その頃ギルド小屋の2階では、仰向けでベッドに倒れたシルバを、近くの椅子に座るマリスが悲しい顔で見つめていた。彼女の膝の上には丸くなって眠るココが居る。ココの頬の毛は、乾いた涙で固まっていた。
「……ごめんね……ココ…。私…シルバに……何もしてあげられないかもしれない……。」
マリスはそう言って、ココの温かい背を撫でた。その手は、今までに味わったことにない恐怖に震えていた。
「このまま……シルバは死んじゃうのかな……。私…見守る事しか……できないのかな………。」
マリスは悔しさを噛み締め、目から大粒の涙を絞り出した。生温いその雫がココの額に落ちると、ココはゆっくり目を開き、下からマリスの顔を覗き込んだ。
「………マリス………泣いてるのか……?」
「…ぅっ……ぅぅっ……泣いてなんか………泣いてなんかぁっ………!!」
マリスは思いっきりココを抱きしめ、大声を上げて泣いた。ココは苦しさを感じながら、マリスの腕を涙で濡らした。

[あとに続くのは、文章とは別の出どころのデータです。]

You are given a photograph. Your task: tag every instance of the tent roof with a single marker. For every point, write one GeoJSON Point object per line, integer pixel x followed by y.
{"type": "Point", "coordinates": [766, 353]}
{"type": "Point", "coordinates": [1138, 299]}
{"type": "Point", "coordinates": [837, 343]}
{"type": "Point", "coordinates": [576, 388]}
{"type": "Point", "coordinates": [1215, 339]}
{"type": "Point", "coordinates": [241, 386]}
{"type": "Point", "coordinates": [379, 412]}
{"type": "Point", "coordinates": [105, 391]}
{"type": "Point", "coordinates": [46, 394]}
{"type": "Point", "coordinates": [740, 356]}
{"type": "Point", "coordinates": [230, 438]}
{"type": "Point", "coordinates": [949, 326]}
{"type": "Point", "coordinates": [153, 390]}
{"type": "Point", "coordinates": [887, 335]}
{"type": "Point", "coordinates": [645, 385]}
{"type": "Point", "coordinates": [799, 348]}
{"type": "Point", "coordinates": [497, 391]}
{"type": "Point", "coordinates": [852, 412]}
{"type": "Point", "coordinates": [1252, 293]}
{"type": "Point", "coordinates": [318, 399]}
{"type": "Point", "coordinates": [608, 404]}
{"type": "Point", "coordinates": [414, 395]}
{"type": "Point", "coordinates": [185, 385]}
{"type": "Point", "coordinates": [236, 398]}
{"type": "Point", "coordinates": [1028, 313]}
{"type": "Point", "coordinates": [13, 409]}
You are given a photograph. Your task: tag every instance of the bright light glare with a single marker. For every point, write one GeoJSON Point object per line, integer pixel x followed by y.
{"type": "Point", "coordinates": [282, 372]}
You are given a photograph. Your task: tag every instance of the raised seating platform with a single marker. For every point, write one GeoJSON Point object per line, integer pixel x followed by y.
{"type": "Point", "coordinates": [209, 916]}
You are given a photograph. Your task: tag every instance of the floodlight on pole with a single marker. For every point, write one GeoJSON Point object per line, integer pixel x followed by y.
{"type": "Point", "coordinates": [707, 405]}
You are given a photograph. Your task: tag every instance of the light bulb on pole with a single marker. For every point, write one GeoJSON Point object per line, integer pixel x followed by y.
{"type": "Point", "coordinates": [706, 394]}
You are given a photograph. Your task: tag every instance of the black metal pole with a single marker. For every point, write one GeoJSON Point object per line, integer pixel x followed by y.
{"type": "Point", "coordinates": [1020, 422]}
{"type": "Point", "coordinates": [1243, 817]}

「………何もできないのはオイラの方だ、マリス……。マリスは…よく頑張ったって……。」
ココはそれと似たような言葉を微笑みながら何度も溢し、薄暗い小屋の中に声を響かせるマリスを慰めた。
「攻撃開始ぃっ!!進めぇぇぇぇぇぇぇぇっ!!」
「「うおおおおおおぉぉぉぉぉぉぉぉぉぉっ!!」」
霧が薄くなると、エレナスがそう叫び、その声に闘志を燃やした兵士達が、武器を握ってオークの大群へ走り出した。上を見ると、兵士を乗せた複数のペガサスが大きな翼を広げて、一直線に敵の方へと飛んでいた。
そして、オークの大群の奥に立つ者が、小さく口を開いた。